Metabarcoding relies on DNA collected from samples comprised of multiple taxa, either from environmental DNA or extracted material from said taxa [5], and often no vouchers are collected to link the specimen with the genetic data. Thus, metabarcoding studies rely on DNA reference databases that are built on sequences generated from vouchered specimens. Ideally, sequences represented in DNA reference libraries originate from expertly identified specimens [23], although in some cases, provisional names may be provided, and dynamic, updatable reference libraries can promote FAIR data practices [24].

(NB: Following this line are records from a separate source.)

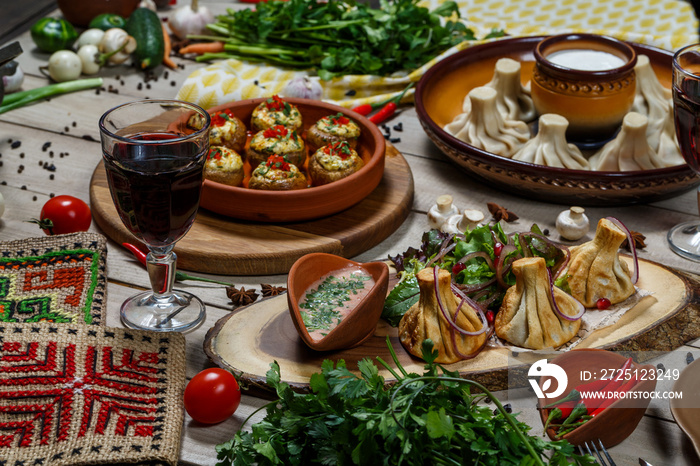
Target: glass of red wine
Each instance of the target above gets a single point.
(684, 238)
(154, 153)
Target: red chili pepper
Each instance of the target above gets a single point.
(366, 109)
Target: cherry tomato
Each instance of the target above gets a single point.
(212, 396)
(64, 214)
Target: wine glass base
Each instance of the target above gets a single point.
(179, 312)
(684, 240)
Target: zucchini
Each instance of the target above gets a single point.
(144, 26)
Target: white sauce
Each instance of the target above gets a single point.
(586, 60)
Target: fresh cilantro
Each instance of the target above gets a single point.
(422, 419)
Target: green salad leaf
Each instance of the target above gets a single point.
(429, 418)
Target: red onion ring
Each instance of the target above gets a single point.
(633, 249)
(447, 316)
(577, 316)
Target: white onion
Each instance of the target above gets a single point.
(581, 308)
(633, 249)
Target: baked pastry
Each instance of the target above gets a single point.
(630, 149)
(485, 128)
(425, 320)
(330, 129)
(276, 140)
(549, 146)
(276, 174)
(224, 166)
(225, 130)
(333, 162)
(527, 317)
(595, 270)
(275, 111)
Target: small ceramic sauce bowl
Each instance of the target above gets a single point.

Considering that species representation is lacking for lichen-forming fungi (LFF) and that metabarcoding needs a robust, voucher-backed database for reliability, we hypothesized that developing a regional-scale, voucher-backed DNA barcode library might help bridge the gap between current issues with DNA barcoding and future goals of reproducible and accurate sample identification. In the semi-arid Intermountain West of the United States, recent DNA-based research has revealed unexpected LFF diversity [25,26,27,28]. DNA metabarcoding has also been shown to recover significant genetic diversity within LFF species [29]. This diversity exists, in part, due to complex hydroclimatic variability, influenced both by topography and by atmosphere and ocean processes operating over a large range of temporal and spatial scales [30,31]. In this study, we construct a voucher-backed database of DNA barcodes from LFF species opportunistically collected throughout the Intermountain West.

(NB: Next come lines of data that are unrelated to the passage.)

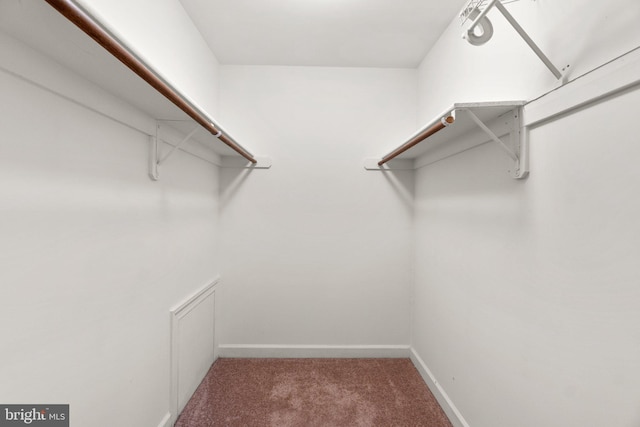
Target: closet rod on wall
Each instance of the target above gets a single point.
(93, 29)
(444, 122)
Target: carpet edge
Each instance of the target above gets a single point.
(441, 396)
(312, 351)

Using this custom, regional database, we assess its potential utility for improving specimen identification in LFF metabarcoding studies. We collected bulk community samples from 11 sites within the Intermountain West. From the bulk samples, we generated ITS2 metabarcoding amplicon data using Illumina short read sequencing. The metabarcoding samples were processed to assess species-level identification success, comparing the UNITE fungal database [8] with our custom regional database. Our study highlights the power of developing regional DNA reference libraries for LFF metabarcoding research.

2. Materials and Methods

Over the past 15 years, ITS sequence data from LFF have been amassed by the second author (SDL) from nearly 5000 specimens. These data originated both from published DNA-based research and opportunistic sequencing of the standard fungal DNA barcode not represented in published studies. Most sequences were generated from specimens collected throughout western North America, although a limited number came from specimens collected outside of the Intermountain West. From these sequences, we compiled a custom DNA reference database, hereafter referred to as the “LIMW database”. These sequences have recently been provided as a custom database in the Barcode of Life Data System (BOLD; https://boldsystems.org (accessed on 8 May 2023)) as BOLD project LIMW [29].

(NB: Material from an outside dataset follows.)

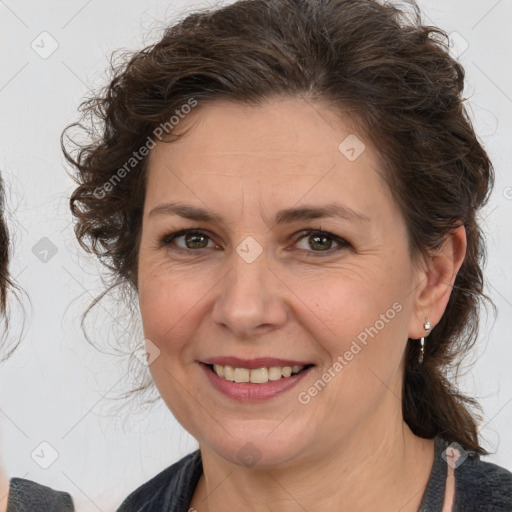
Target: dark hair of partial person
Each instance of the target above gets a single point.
(382, 69)
(8, 288)
(5, 280)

In the LIMW database, candidate LFF species—species hypotheses (SHs)—were delimited based on initial inferences from family-level molecular phylogenies with subsequent interpretations of vouchered specimens within a traditional taxonomic context [32]. Due to variable levels of taxonomic certainty in taxonomic determinations of SHs, see [33], a variety of naming conventions were applied. A qualitative phylogenetic species criterion was initially used to circumscribe species/SHs, and we did not implement empirical tree-based species delimitation approaches, such as [34]. Briefly, by taking into account phenotype-based determinations and a combination of branch support and branch length patterns, we required each SH to be monophyletic in family-level ITS phylogenies [35]. For sequences derived from specimens with high confidence determinations, we applied the coinciding taxonomic name. However, in cases where sequences representing a single species were not recovered as monophyletic or were inferred to comprise high levels of phylogenetic substructure in exploratory ITS topologies, these were treated as multiple SHs using “aff.” or “agg.” and the coinciding taxonomic name. In cases where sequences were derived from specimens with less certain determinations, we used “cf.” and the most appropriate coinciding taxonomic name. Finally, for sequences derived from unidentified specimens or ambiguous determinations, provisional species names were applied.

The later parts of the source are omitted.